Ceci03 Tue 02-Apr-19 15:49:52

yes I see what you mean dorisdances. I just cant think of anything. the trouble is I'm a secretary and I usually have to do what I'm told? I dont get to 'negotiate' really. I'm racking my brains, but I'm not a 'boss' of any sort so dont have much say really. usually its me who has to adjust, adapt etc etc.

NutellaFitzgerald Tue 02-Apr-19 15:52:13

That a not a bad example. What they are looking for is an example of you a) not being a pushover and b) not being a bully. So a terrible example would be: "well there was this one time when my colleague wouldn't help out on a task so I told her I'd get her fired if she didn't help." A better example would be: "one time I needed my manager to buy x y z for my role. I explained why x y z were needed to help, that I could finish my task sooner, freeing me up to work on a b c afterwards. He agreed and purchased x y z." That s a good example because it showed you looking at the issue from the other persons point of view and saw their gain and not just your own.

Ceci03 Tue 02-Apr-19 16:11:52

what about this: there is a printer and photocopier in the office beside me, and a woman works in there, its like a 'reading room'. both were always running out of ink, and I wouldnt know until they did as I was hardly ever in there. so I "negotiated" with her, that she would take charge of the ordering of toner and ink, as she would have more knowledge of when they were about to run out, and she could keep a spare in her desk. (true story lol)

Eliza9919 Tue 02-Apr-19 16:39:58

I'm a secretary and just cant think of anything I actually negotiate. I dont have much power lol!

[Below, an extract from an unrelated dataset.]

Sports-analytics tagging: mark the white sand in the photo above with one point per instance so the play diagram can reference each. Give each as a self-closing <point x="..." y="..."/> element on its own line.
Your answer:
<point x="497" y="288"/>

What about with suppliers or caterers?

Ceci03 Tue 02-Apr-19 16:44:01

yeah maybe. not that often do I have to deal with them. actually I remember a saga with a shredding company, maybe I could use that. thx

DraughtyWindow Tue 02-Apr-19 16:47:39

Having interviewed using ‘Competency Based Questions’, the examples can also be from outside the workplace too. As long as the examples are related of course. Best not to make them up as they will use further questioning for sure. How, why, which, where and what. If you make it up you’ll get caught out.

Coffeeonthesofa Tue 02-Apr-19 16:57:45

As a secretary do you have conflicting demands on your time? Have you had to go back to a boss and negotiate an extension of time for a project, so that you could deliver an improved outcome if you were given extra time or resources.
Have you introduced a new office procedure that they were initially reluctant to get on board with but that you knew would work well if given a chance ? Did you have to negotiate a trial period to prove to them that your idea was going to show a real benefit to both you and them.